Die meisten ADSler sind hypersensibel. So sensibel, dass sie viele Dinge erahnen und „vorausschauen“ können. Das wiederum bringt ihnen den Ruf ein „Besserwisser„, fast ein „Magier“ zu sein und bei nicht wenigen Menschen als mit einer „anderen Macht“ in Verbindung zu stehen. Dieser Vorwurf trifft einen ADSler meist sehr persönlich – es verletzt ihn – und so zieht er sich (noch) mehr und mehr in seine Welt zurück.

Kunst und Strukturen

Ich war in Musik immer sehr gut, weil es mich faszinierte. Künstlerisch sind ADSler sehr kreativ, aber sie haben in strukturellen Dingen oft so ihre Schwierigkeiten oder Probleme.

Jegliches Scheuklappen denken, Subjektivität, Fanatismus (auch religiöser) eckt bei einem ADSler an! Und je nach Typus hat ein ADSler Probleme mit Menschen, die in eingefahrenen Strukturen leben. Wobei es ADS Typen gibt, die genau solche Strukturen brauchen!

Diskussionen

Wie oft hatte ich über diverse Themen mit anderen heiße Diskussionen. ADSler können nur bis zu einem gewissen Grad still sein, oder schweigen. Dann platzt es aus ihm raus, was in den allermeisten Fällen in unschönen Vorwürfen und Diskussionen endet.

Geiz und Kreativität

ADSler können einem das letzte Hemd geben, und sich fürchterlich über Geizhälse aufregen! Leider wird manchmal die Gutmütigkeit des ADSlers ausgenützt. Wenn ein ADSler dahinter kommen sollte, zieht er sich meistens in seine Burg zurück und lässt selten jemand wieder hinein.

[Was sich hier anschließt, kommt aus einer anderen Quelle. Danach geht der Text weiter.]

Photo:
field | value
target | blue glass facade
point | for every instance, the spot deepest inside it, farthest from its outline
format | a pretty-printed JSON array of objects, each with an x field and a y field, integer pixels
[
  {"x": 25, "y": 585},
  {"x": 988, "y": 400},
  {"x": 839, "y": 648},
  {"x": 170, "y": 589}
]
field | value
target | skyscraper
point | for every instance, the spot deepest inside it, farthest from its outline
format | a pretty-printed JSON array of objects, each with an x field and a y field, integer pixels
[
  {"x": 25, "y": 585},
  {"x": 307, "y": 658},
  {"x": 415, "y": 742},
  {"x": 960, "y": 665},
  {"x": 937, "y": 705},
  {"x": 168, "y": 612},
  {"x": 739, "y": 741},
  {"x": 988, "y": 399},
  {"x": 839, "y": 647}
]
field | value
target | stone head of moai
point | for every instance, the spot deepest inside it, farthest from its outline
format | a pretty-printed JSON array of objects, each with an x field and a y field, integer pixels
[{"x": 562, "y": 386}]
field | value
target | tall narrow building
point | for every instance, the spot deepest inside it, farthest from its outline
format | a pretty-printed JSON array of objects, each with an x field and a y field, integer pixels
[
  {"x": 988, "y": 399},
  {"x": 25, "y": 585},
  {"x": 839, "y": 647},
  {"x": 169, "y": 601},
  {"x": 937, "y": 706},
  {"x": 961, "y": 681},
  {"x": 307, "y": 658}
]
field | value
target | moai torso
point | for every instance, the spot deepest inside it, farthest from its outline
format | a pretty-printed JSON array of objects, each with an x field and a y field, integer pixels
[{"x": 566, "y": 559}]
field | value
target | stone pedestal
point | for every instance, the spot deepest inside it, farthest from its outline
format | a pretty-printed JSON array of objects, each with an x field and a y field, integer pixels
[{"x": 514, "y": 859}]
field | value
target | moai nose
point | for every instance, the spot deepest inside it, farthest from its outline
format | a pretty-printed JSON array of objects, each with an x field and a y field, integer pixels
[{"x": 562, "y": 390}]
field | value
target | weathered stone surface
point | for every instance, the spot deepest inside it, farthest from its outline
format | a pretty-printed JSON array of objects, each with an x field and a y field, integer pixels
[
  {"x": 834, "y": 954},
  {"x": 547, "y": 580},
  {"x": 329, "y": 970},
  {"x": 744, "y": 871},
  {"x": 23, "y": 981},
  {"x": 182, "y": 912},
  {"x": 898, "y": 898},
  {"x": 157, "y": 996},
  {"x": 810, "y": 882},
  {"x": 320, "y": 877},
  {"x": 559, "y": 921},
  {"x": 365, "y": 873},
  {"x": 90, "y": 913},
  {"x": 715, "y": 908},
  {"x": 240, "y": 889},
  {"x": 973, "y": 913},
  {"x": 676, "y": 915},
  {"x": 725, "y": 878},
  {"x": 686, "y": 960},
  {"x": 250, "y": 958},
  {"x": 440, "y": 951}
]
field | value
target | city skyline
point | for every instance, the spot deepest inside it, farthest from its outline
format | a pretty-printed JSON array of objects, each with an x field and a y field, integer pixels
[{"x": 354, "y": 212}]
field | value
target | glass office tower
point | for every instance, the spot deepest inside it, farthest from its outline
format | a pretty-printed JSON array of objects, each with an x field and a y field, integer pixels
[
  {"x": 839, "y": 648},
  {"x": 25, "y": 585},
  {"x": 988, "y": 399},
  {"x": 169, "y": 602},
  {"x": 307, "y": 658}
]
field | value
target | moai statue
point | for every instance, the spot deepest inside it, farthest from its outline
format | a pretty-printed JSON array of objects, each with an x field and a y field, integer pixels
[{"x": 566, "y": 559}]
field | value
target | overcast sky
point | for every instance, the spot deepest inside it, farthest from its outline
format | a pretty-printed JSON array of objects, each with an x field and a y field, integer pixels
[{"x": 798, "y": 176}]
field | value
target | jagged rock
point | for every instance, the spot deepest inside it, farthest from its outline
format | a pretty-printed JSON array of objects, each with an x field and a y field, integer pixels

Aufgrund dieser Konstellation – es gäbe noch mehr zu schreiben – ist es nicht leicht, einen ADSler in eine Form zu bringen (er lässt es auch meistens gar nicht zu).

Was seine Umwelt und das Verhalten betrifft, würde es der ADSler sehr gerne haben, dass mit etwas mehr Verständnis und richtigem Zuhören/Verstehen reagiert würde. Das ist leider selten der Fall.

Akzeptanz und emotionale Nähe

Menschen, die aus irgendwelchen Gründen ADSler angreifen (weil sie deren Meinung nicht verstehen, weil sie Mühe mit ihnen haben usw.), werden sehr rasch aus seiner emotionalen Nähe raus geworfen.

Das Wesen des ADSlers erscheint für einen Außenstehenden oft unlogisch und emotional. Für ihn selber ist es aber der beste Weg seine Sprunghaftigkeit halbwegs im Griff zu behalten. Er muss alles als „Spiel“ ansehen. Dann schafft er jede Hürde, jede Aufgabe!

Leider verstehen das die meisten nicht und man nimmt ihm oft irgendwelche Arbeiten und/oder Verantwortungen ab, was ihm dann sehr wehtut und seine Motivation sehr bremst. Hier wäre etwas mehr Geduld und Verständnis seitens der „Umwelt“ angesagt!

ADS – von wem?

Es hat Jahrzehnte gebraucht, bis ich herausfand, von WEM ich das ADHS haben könnte. Bei mir ist es mütterlicherseits, wobei das früher nie ein Thema war. Wenn überhaupt, dann war früher die übliche Meinung dass sich das ADS/ADHS mit dem Erwachsen werden, aus“wächst“.

ADS/ADHS wird selbst heute bei vielen gar nicht erkannt. Die Analyse geht eher in Richtung „Quengler“, hyperaktiv usw. Beispiele dafür sind: „Struwwelpeter“ / „Hans-Guck-in-die-Luft“ / „Suppenkasper“ und „Zappelphilipp„. Das sind eigentlich alles ADSler in ihrer reinsten Form.